Pengamat pertambangan Jannus T.H. Siahaan mengatakan yang dibutuhkan pelaku usaha dalam kondisi saat ini adalah dukungan Pemerintah agar bisa bertahan di tahun sulit. Salah satu dukungannya tentu saja lewat kepastian hukum.
“Pelaku usaha pertambangan saat ini sedang berjuang bertahan di tengah melemahnya harga komoditi. Oleh karenanya Pemerintah jangan membebani kalangan pelaku usaha dengan berbagai kewajiban baru. Mereka untuk bertahan saja sudah bersyukur,”kata Jannus yang lama berkecimpung di dunia pertambangan ini.
Oleh karenanya dalam revisi UU Minerba ia berharap agar kepentingan perusahaan tidak hanya perusahaan besar tetapi juga perusahaan skala menengah dan kecil juga diakomodir. “Diharapkan revisi UU Minerba ini tidak untuk mengakomodir kepentingan perusahaan besar saja tetapi juga perusahaan menengah dan kecil yang sebagian besar dimiliki pengusaha Indonesia,”kata Jannus yang disertasinya doktoralnya mengenai konflik sosial sektor pertambangan itu lagi.
Dan lebih penting lagi revisi UU ini harus memperkuat posisi Pemerintah Indonesia dalam hal pengelolaan sumber daya alam tambang. “Pemerintah harus diberi kewenangan yang lebih besar dalam mengatur sektor pertambangan sehingga bisa memberi manfaat yang lebih besar bagi negara dan masyarakat,”ungkap Jannus.
Selama ini yang terlihat beberapa regulasi lebih mengakomodir kepentingan perusahaan perusahaan skala besar. Sebut saja saat ini, PT Freeport Indonesia masih diberi kesempatan ekspor konsentrat meski beberapa persyaratan belum terpenuhi. “Jangan sampai ada kesan diskrimasi dalam penerapan kebijakan,”katanya.

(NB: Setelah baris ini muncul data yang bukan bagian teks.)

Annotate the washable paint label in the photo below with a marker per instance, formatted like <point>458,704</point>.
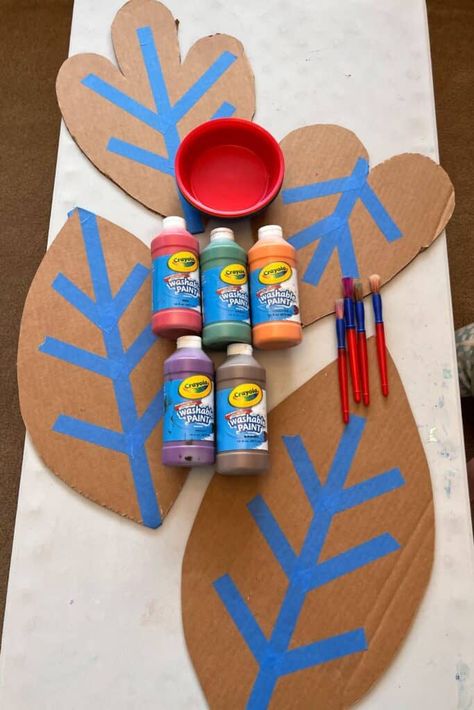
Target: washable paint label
<point>274,293</point>
<point>176,281</point>
<point>189,409</point>
<point>242,418</point>
<point>225,294</point>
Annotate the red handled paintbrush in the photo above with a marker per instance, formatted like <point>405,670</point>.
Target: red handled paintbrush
<point>342,359</point>
<point>362,340</point>
<point>379,332</point>
<point>351,338</point>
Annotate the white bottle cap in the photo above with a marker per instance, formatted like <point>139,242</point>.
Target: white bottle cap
<point>189,341</point>
<point>174,223</point>
<point>222,233</point>
<point>270,231</point>
<point>239,349</point>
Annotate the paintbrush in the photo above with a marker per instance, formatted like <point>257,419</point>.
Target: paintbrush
<point>379,332</point>
<point>349,317</point>
<point>342,359</point>
<point>362,340</point>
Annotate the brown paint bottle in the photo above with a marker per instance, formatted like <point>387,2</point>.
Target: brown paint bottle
<point>241,419</point>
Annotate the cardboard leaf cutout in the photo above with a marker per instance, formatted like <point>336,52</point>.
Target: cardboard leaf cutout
<point>299,586</point>
<point>90,370</point>
<point>347,221</point>
<point>130,121</point>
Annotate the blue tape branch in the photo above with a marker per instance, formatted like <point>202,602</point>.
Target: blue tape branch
<point>165,117</point>
<point>105,312</point>
<point>333,233</point>
<point>304,570</point>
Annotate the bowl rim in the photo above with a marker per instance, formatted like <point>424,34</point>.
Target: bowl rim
<point>257,129</point>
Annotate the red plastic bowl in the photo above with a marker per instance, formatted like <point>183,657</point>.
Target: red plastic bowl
<point>229,167</point>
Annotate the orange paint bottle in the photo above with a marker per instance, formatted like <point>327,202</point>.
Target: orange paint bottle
<point>276,320</point>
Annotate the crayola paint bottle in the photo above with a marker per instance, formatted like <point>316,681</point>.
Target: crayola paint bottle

Doktor sosiologi ini juga mengingatkan, dengan tanpa mengabaikan upaya mengamankan kepentingan rakyat dan kondisi perekonomian domestik, pemerintah sudah seharusnya konsisten dalam menegakkan kedaulatan ekonomi negara dalam konteks pemberlakuan kebijakan dan aturan kepada perusahaan multinasional. “Dalam kebijakan investasi di negara ini sebaiknya negara bisa bersikap tegas untuk merujuk pada aturan main yang berlaku dan tidak memberikan ruang sekecil apapun bagi tekanan politik pemerintah negara besar.”katanya.